In one way, Janis Goodman's new series devoted to the idea of water is her simplest work yet. In these drawings and paintings she limits herself to patterns of short, suggestive marks in a single range of colors that float on an empty, single-toned field. Those familiar with her work may be surprised by the transition she has made from highly detailed, realistic representations of poetic objects to these spare suggestions of waves, swirls, ripples, and eddies. However, in many other ways, these works about water are the most difficult Janis has attempted because they are so ambitious.
Inspired by close observation of tides and mud flats, the new series is insistently non-narrative, without anecdote or sentiment. Janis became more aware of the flux of water when she began kayaking in Maine. But these drawings and paintings are not about her personal relationship to the water. This work is about water's essence.

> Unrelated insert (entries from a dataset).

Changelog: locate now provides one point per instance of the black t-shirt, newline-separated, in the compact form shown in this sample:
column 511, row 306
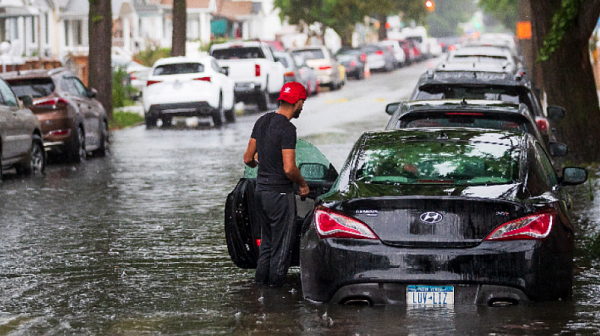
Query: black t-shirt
column 273, row 132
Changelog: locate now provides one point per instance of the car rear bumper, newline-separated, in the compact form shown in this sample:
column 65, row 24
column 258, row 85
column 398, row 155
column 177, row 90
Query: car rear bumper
column 329, row 266
column 192, row 109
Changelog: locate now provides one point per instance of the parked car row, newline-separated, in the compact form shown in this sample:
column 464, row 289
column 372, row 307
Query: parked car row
column 48, row 111
column 457, row 201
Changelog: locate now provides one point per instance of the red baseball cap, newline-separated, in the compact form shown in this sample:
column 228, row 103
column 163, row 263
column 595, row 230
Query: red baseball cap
column 292, row 92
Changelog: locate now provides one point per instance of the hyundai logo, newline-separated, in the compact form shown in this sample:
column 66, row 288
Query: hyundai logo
column 431, row 217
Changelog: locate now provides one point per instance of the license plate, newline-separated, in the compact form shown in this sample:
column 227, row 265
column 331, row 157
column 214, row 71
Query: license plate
column 431, row 296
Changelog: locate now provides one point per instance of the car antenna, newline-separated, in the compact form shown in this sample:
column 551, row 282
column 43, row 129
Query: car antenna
column 442, row 138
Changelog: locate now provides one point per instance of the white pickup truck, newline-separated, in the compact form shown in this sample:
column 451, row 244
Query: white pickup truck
column 251, row 65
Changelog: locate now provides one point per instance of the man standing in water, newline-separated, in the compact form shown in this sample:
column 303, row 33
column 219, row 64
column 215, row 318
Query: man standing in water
column 274, row 139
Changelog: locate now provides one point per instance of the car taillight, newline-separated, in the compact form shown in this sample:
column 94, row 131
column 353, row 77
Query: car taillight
column 331, row 224
column 536, row 226
column 543, row 124
column 51, row 102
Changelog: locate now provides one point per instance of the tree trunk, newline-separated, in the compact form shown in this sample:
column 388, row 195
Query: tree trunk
column 569, row 80
column 382, row 31
column 179, row 28
column 100, row 43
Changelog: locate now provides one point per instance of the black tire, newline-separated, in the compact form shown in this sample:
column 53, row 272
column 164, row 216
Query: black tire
column 240, row 234
column 77, row 151
column 218, row 114
column 263, row 100
column 103, row 146
column 36, row 163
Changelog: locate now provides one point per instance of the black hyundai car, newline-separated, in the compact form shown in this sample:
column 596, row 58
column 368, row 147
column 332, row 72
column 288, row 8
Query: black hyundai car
column 435, row 217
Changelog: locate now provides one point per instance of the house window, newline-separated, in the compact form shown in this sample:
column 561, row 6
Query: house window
column 67, row 23
column 78, row 33
column 33, row 31
column 15, row 28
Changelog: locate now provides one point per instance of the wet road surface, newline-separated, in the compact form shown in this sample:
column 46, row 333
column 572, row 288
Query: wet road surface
column 133, row 244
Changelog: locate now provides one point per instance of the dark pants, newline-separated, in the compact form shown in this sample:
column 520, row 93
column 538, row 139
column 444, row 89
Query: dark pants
column 277, row 216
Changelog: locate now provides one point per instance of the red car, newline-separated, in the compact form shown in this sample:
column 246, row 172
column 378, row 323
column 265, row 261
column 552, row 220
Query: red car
column 73, row 122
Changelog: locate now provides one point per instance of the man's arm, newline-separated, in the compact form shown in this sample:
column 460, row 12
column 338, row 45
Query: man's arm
column 292, row 171
column 250, row 153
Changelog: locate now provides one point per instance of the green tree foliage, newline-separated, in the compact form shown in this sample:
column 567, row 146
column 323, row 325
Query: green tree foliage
column 343, row 15
column 505, row 11
column 447, row 15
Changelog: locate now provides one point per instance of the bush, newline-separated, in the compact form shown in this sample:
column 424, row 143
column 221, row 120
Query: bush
column 125, row 119
column 122, row 89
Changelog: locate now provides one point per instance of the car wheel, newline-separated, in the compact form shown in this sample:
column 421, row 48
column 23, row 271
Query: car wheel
column 263, row 100
column 218, row 116
column 166, row 121
column 77, row 151
column 103, row 147
column 37, row 159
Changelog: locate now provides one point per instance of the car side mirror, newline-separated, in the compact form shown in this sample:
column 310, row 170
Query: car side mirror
column 573, row 176
column 27, row 100
column 92, row 93
column 556, row 112
column 313, row 171
column 558, row 149
column 391, row 108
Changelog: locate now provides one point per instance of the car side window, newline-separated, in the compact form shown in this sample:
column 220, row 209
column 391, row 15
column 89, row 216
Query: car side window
column 215, row 66
column 8, row 96
column 81, row 90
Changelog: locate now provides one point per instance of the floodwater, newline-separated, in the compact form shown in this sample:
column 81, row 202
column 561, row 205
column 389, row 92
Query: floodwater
column 133, row 244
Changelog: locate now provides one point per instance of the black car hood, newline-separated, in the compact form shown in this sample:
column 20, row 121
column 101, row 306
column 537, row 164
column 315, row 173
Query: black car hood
column 501, row 192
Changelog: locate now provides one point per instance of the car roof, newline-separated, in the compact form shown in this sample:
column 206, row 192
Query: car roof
column 31, row 73
column 481, row 51
column 234, row 44
column 182, row 59
column 501, row 137
column 448, row 105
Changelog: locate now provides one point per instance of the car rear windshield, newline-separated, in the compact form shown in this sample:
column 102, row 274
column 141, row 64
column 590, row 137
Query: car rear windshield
column 178, row 69
column 497, row 121
column 238, row 53
column 35, row 87
column 438, row 162
column 309, row 54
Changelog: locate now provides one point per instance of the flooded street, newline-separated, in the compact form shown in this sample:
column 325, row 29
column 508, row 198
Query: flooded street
column 134, row 244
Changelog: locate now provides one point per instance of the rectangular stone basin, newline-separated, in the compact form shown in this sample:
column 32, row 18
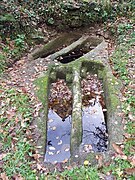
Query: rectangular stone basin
column 73, row 73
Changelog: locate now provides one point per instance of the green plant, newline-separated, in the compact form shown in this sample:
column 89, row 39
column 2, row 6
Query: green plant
column 20, row 41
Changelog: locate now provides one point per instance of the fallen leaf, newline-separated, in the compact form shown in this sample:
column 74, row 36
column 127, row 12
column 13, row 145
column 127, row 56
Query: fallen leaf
column 129, row 171
column 52, row 148
column 4, row 176
column 117, row 149
column 54, row 128
column 86, row 163
column 39, row 167
column 2, row 156
column 10, row 113
column 100, row 160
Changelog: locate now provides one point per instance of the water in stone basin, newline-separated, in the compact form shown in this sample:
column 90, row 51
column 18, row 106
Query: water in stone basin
column 58, row 138
column 94, row 129
column 93, row 119
column 94, row 136
column 59, row 123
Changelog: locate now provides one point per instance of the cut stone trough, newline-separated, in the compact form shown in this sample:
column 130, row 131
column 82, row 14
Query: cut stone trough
column 93, row 62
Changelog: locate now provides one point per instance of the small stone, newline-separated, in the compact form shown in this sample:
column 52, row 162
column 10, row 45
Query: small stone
column 60, row 142
column 67, row 149
column 52, row 148
column 50, row 153
column 86, row 163
column 54, row 128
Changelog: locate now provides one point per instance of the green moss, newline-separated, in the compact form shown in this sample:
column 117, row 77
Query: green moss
column 112, row 88
column 42, row 88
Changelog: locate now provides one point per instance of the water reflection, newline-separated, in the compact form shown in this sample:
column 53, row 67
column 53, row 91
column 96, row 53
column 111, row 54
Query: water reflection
column 94, row 129
column 58, row 138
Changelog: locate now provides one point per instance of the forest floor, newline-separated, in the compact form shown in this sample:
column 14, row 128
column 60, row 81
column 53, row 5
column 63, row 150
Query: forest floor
column 19, row 158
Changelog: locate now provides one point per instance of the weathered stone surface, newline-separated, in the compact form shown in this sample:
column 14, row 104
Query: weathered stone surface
column 73, row 72
column 77, row 44
column 54, row 45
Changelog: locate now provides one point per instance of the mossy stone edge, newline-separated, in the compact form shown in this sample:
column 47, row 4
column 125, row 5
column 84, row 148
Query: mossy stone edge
column 112, row 97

Janis suggests rhythms and patterns of moving water through the traces of her strokes. As she works she lays one set of marks down on top of another, letting them flow across the surface, suggesting the impact of opposing waves and ripples. In many of these works, the marks are the water; in others they signify sharp glints of sunlight glancing off the water's surface. In these new drawings and paintings she re-enacts and transcribes the eternal rhythms,varied patterns, and incessant movement of water. This work silently but effectively evokes water's ubiquitous presence and beguiling charm as well as its vital significance to our world.